In recent years, proponents of clean energy have taken heart in the falling prices of solar and wind power, hoping they will drive an energy revolution. But a new study co-authored by an MIT professor suggests otherwise: Technology-driven cost reductions in fossil fuels will lead us to continue using all the oil, gas, and coal we can, unless governments pass new taxes on carbon emissions.
"If we don't adopt new policies, we're not going to be leaving fossil fuels in the ground," says Christopher Knittel, an energy economist at the MIT Sloan School of Management. "We need both a policy like a carbon tax and to put more R&D money into renewables."
While renewable energy has made promising gains in just the last few years -- the cost of solar dropped by about two-thirds from 2009 to 2014 -- new drilling and extraction techniques have made fossil fuels cheaper and markedly increased the amount of oil and gas we can tap into.

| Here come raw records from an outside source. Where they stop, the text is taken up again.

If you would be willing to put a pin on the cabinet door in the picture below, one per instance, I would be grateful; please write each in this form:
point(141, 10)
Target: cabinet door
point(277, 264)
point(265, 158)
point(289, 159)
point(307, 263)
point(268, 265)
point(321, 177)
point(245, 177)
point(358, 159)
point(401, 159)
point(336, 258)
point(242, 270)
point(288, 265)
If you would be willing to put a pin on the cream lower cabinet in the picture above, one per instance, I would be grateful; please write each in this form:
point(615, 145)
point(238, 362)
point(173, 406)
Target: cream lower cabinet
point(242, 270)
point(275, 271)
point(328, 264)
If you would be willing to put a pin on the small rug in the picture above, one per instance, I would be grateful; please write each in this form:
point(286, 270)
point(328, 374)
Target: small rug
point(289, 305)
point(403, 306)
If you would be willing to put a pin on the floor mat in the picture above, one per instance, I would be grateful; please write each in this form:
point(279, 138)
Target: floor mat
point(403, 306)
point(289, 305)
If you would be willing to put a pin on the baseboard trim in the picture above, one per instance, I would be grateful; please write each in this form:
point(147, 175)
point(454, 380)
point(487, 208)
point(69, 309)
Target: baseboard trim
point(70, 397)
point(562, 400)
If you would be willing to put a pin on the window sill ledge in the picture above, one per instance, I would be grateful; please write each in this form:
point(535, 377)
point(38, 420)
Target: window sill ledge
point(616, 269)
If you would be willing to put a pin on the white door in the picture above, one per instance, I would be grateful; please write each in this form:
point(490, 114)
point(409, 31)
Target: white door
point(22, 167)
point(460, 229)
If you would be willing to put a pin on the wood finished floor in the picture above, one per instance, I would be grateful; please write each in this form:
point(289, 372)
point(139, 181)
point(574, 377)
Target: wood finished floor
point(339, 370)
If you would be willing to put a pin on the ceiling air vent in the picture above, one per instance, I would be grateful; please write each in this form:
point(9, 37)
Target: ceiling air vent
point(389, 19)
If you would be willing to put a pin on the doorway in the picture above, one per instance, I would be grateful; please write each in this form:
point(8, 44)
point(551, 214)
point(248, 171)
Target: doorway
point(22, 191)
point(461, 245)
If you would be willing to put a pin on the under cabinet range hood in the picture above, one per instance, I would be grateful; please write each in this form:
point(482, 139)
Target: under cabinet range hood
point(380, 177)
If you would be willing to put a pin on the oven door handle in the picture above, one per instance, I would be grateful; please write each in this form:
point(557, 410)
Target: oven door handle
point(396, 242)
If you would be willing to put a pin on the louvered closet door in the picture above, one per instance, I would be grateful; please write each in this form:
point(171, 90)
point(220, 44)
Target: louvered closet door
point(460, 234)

In the U.S. alone, oil reserves have expanded 59 percent between 2000 and 2014, and natural gas reserves have expanded 94 percent in the same time.
"You often hear, when fossil fuel prices are going up, that if we just leave the market alone we'll wean ourselves off fossil fuels," adds Knittel. "But the message from the data is clear: That's not going to happen any time soon."
This trend -- in which cheaper renewables are outpaced by even cheaper fossil fuels -- portends drastic climate problems, since fossil fuel use has helped produce record warm temperatures worldwide.
The study concludes that burning all available fossil fuels would raise global average temperatures 10 to 15 degrees Fahrenheit by the year 2100; burning oil shale and methane hydrates, two more potential sources of copious fossil fuels, would add another 1.5 to 6.2 degrees Fahrenheit to that.